Os direitos sociais são aqueles que visam resguardar direitos mínimos à sociedade. Têm como objetivo mitigar as vulnerabilidades sociais ocasionadas pelos modos de produção capitalista. No Brasil, estão previstos pelo artigo 6º da Constituição Federal de 1988. Entre eles estão: a saúde, a educação, a moradia, o lazer, o transporte e o trabalho.
Na Alemanha, a Constituição de Weimar de 1919, apesar de não ter sido pioneira existente (a Constituição do México veio ainda em 1917), já assegurava direitos sociais. Você pode saber mais sobre ela neste episódio do podcast de direito Salvo Melhor Juízo. Ou ainda comparar as duas constituições citadas por meio deste documento.
Foi a Constituição de Weimar que acabou influenciando todo o constitucionalismo dos sistemas jurídicos civil law em relação aos direitos sociais. E, apesar de sua duração efêmera, estabeleceu um novo modelo: o Estado de Bem-estar Social. Neste formato, a responsabilidade de garantir os direitos sociais a todos os cidadãos é do Estado.
Os direitos individuais e direitos sociais estão intimamente interligados. Isso porque, o exercício do direito individual é a concretização do direito social colocado de forma abstrata pela legislação.
Por exemplo, um trabalhador possui direito ao Fundo De Garantia Do Tempo De Serviço – FGTS. Então, o ato desse trabalhador efetuar o saque do valor do seu FGTS é uma forma de exercer o seu direito individual. Neste caso, ter acesso ao seu direito social que está previsto no mundo jurídico.
A diferença é que os direitos individuais vão além dos direitos sociais. Isso ocorre por conta de outros direitos também serem assegurados individualmente. Podem ser direitos civis (dentro do direito privado) e direitos fundamentais (também reconhecidos pela nossa constituição e não podem ser modificados por emendas constitucionais).
É um direito regulado pelo art. 7º da Constituição Federal. Assegura aos trabalhadores direitos mínimos, como a proibição de despedida arbitrária ou sem justa causa, desde que haja indenização compensatória (inciso I). Também prevê o seguro-desemprego (inciso II) e o fundo de garantia (inciso III), além da garantia de salário nunca inferior ao mínimo (inciso IV) e o décimo terceiro salário (inciso VII).

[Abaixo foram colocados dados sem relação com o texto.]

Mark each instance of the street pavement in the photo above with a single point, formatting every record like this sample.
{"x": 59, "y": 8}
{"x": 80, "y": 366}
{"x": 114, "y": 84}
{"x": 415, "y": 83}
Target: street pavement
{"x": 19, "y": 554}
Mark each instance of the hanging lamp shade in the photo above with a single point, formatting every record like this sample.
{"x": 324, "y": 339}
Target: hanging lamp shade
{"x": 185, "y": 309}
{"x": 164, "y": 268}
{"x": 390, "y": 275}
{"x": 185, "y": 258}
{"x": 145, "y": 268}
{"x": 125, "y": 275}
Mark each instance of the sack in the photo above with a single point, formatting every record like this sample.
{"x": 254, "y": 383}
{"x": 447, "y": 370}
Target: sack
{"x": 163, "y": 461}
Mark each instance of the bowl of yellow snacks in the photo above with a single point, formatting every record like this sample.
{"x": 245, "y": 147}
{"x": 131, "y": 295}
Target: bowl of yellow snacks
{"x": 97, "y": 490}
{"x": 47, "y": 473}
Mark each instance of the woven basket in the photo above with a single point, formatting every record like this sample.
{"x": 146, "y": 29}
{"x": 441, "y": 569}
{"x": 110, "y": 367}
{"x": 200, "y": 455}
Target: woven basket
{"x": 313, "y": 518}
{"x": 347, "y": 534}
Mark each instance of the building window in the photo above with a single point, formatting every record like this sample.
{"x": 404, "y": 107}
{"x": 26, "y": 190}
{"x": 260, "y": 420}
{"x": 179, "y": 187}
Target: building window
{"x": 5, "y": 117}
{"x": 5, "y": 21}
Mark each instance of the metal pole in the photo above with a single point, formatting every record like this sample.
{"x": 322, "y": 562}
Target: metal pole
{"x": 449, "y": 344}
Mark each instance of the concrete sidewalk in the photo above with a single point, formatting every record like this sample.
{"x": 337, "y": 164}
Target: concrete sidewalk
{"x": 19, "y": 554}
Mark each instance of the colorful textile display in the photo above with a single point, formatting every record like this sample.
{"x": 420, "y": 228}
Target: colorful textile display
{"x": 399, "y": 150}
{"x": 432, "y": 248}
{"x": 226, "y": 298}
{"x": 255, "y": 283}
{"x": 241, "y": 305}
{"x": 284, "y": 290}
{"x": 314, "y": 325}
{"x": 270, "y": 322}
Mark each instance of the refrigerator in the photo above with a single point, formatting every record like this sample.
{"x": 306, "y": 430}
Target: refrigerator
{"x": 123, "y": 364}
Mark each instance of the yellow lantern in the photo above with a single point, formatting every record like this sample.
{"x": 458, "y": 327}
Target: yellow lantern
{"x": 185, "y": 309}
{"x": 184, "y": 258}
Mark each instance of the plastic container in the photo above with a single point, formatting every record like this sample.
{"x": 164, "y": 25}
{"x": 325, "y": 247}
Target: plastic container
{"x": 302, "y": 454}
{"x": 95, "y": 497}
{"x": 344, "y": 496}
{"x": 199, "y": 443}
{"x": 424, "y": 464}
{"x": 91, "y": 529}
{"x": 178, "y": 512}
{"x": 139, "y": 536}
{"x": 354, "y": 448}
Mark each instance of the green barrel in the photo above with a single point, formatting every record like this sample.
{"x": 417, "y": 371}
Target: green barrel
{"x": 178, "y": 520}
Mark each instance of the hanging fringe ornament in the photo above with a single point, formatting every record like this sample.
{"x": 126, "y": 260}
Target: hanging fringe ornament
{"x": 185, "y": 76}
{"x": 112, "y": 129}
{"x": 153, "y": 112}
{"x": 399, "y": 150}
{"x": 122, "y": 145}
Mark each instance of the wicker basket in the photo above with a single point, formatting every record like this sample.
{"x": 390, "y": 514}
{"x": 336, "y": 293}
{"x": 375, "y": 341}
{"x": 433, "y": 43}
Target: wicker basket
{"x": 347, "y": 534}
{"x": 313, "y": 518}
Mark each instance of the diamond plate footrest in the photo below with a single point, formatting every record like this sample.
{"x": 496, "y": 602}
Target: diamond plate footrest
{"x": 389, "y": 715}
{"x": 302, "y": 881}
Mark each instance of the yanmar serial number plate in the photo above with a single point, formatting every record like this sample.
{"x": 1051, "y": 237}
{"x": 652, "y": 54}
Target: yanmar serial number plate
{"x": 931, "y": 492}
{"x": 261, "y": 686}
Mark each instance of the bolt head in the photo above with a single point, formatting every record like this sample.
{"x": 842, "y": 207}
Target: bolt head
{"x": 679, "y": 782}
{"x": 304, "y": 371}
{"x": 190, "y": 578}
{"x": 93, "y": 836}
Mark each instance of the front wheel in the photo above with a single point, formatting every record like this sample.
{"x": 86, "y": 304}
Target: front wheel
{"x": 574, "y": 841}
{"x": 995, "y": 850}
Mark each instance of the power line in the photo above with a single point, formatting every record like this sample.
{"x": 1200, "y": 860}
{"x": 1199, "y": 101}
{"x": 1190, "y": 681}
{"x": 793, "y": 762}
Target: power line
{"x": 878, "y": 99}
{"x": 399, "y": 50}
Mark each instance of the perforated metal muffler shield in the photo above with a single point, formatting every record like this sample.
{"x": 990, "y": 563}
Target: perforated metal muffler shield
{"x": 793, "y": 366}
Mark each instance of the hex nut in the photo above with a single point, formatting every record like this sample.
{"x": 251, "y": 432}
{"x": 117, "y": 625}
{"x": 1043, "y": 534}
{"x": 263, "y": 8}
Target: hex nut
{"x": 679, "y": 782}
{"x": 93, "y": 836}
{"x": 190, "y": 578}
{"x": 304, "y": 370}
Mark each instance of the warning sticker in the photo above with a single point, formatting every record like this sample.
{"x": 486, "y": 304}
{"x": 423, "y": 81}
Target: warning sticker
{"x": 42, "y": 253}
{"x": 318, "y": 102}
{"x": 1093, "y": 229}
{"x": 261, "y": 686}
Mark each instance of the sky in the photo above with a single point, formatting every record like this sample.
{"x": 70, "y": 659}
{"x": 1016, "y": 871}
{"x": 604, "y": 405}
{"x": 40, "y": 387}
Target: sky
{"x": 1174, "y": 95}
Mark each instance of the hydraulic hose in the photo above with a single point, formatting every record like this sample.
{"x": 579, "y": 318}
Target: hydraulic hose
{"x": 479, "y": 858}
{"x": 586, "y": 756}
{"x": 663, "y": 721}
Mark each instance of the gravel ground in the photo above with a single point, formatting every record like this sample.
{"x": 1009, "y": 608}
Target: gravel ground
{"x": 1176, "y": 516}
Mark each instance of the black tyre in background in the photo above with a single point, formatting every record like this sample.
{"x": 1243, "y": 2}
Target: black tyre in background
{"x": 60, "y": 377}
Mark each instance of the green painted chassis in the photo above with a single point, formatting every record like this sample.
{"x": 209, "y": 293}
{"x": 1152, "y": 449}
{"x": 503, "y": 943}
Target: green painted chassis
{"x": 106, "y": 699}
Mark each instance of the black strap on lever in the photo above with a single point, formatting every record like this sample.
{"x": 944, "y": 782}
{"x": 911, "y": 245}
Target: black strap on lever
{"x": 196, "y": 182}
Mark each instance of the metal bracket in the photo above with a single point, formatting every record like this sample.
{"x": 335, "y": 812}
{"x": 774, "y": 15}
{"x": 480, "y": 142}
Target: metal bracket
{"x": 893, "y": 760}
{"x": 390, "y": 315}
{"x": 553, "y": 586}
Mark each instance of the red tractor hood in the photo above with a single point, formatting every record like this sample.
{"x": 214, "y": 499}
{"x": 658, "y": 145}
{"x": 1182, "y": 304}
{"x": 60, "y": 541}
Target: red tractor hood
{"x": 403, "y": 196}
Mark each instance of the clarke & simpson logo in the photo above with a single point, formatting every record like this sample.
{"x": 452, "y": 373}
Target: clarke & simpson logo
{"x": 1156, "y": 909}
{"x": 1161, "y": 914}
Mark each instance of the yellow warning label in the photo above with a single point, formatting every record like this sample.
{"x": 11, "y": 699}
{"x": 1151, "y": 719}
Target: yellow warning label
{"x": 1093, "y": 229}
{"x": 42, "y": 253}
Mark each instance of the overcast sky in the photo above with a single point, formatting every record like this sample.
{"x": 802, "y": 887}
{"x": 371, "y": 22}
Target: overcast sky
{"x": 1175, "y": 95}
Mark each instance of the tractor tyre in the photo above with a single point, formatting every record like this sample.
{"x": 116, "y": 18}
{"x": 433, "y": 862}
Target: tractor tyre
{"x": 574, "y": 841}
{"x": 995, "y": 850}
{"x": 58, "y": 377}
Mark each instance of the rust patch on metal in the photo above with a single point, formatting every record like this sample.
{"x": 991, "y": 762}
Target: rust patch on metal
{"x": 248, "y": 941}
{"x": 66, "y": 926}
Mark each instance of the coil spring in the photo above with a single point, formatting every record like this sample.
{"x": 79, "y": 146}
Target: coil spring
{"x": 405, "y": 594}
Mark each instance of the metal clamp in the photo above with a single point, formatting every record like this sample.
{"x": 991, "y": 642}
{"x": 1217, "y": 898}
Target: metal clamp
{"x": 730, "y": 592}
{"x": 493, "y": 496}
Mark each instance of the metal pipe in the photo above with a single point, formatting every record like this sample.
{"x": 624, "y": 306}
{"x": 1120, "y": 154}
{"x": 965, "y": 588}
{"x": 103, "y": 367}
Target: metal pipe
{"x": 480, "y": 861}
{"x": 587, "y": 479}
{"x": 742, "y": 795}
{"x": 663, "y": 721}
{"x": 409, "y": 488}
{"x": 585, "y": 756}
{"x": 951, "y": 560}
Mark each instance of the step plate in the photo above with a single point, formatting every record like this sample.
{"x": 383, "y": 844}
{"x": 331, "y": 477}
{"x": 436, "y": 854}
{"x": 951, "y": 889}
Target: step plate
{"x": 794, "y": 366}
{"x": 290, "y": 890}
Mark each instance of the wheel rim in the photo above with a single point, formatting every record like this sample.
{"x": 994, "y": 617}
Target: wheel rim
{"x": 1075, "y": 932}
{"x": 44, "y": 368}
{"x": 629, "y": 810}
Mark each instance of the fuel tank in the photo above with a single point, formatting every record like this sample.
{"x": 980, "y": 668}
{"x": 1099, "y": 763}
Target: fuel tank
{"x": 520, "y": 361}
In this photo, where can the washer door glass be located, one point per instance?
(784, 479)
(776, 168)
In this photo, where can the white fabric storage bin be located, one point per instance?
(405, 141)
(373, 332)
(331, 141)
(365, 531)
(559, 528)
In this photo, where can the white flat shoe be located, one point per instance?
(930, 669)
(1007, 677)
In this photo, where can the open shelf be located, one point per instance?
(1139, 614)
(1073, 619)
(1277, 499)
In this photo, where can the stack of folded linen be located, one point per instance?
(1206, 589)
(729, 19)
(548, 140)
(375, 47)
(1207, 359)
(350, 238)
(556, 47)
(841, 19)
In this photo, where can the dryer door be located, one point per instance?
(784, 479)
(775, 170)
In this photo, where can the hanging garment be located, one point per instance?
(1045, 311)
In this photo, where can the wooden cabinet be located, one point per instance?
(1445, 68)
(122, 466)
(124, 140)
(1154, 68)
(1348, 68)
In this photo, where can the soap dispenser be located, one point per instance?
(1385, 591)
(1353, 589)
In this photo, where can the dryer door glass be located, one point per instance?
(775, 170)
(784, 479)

O direito à educação é abordado ao longo da constituição. Suas garantias mínimas estão estabelecidas no Capítulo III, entre os artigos 205 e 214.
A saúde está disposta no Capítulo II, Seção II e compreende os artigos 196 ao 200. O principal destaque é o Sistema Único de Saúde – SUS, que dá direito ao acesso universal à saúde e é de responsabilidade da União, Estados e Municípios.
Não possui capítulo próprio, mas é tratada como obrigação do Estado criar Políticas Públicas de moradia a quem necessita (art. 23, IX). Talvez seja um dos mais difíceis direitos de serem garantidos devido a precariedade das políticas urbanas nas cidades brasileiras.
Outro direito social difícil de ser garantido pelo Estado, pois é um dos que mais geram controvérsias nos debates públicos e entre a própria população brasileira. A CF/88 não estabelece uma política nacional de segurança, ficando a cargo de leis ordinárias e dos Estados promovê-la.
Um dos mais antigos direitos sociais, possui a previsão de garantir assistência aos cidadãos em caso de impossibilidade de trabalhar por motivos de saúde. Também garante assistência financeira por aposentadoria mediante contribuição comprovada pelos anos trabalhados.
É um dos principais gastos dos Estados em geral. O Brasil acabou de passar por uma reforma de previdência, fruto de políticas neoliberais.